Rechnungslegung und Abschlussprüfung
Der E.ON-Konzernabschluss wird seit dem Geschäftsjahr 2007 nach den International Financial Reporting Standards (IFRS) aufgestellt. Der Abschluss der E.ON AG wird nach dem deutschen Handelsgesetzbuch (HGB) erstellt.
Die Wahl des Abschlussprüfers erfolgt gemäß den gesetzlichen Bestimmungen durch die Hauptversammlung.

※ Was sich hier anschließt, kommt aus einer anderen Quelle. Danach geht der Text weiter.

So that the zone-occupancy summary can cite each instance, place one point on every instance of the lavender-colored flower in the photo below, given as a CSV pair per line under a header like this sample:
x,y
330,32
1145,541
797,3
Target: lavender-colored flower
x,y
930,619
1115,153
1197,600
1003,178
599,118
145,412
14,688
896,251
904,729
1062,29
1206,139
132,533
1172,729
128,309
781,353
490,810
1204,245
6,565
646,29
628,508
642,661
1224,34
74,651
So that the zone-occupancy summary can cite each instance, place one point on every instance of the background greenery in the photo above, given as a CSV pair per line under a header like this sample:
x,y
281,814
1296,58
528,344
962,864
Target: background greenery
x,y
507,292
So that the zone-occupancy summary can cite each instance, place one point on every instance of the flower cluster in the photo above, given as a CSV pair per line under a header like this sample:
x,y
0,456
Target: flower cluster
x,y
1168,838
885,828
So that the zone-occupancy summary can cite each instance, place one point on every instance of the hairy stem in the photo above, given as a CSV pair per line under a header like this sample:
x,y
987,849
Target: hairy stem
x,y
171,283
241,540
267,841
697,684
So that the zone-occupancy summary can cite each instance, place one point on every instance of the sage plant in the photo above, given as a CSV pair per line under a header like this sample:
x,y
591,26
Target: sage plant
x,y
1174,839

Der Prüfungsausschuss bereitet den Vorschlag des Aufsichtsrats an die Hauptversammlung zur Wahl des Abschlussprüfers vor. Um dessen Unabhängigkeit zu gewährleisten, holt der Prüfungsausschuss von dem vorgesehenen Abschlussprüfer eine Erklärung über eventuell bestehende Ausschluss- und Befangenheitsgründe ein. Im Rahmen der Erteilung des Prüfungsauftrags an den Abschlussprüfer wird vereinbart,
- dass der Vorsitzende des Prüfungsausschusses über mögliche Ausschluss- und Befangenheitsgründe, die während der Prüfung auftreten, unverzüglich unterrichtet wird,
- dass der Abschlussprüfer über alle für die Aufgaben des Aufsichtsrats wesentlichen Feststellungen und Vorkommnisse unverzüglich berichtet, die sich bei der Durchführung der Abschlussprüfung ergeben, und
- dass der Abschlussprüfer den Vorsitzenden des Prüfungsausschusses informiert bzw. im Prüfungsbericht vermerkt, wenn er bei Durchführung der Abschlussprüfung Tatsachen feststellt, die eine Unrichtigkeit der vom Vorstand und Aufsichtsrat abgegebenen Erklärung zum Deutschen Corporate Governance Kodex ergeben.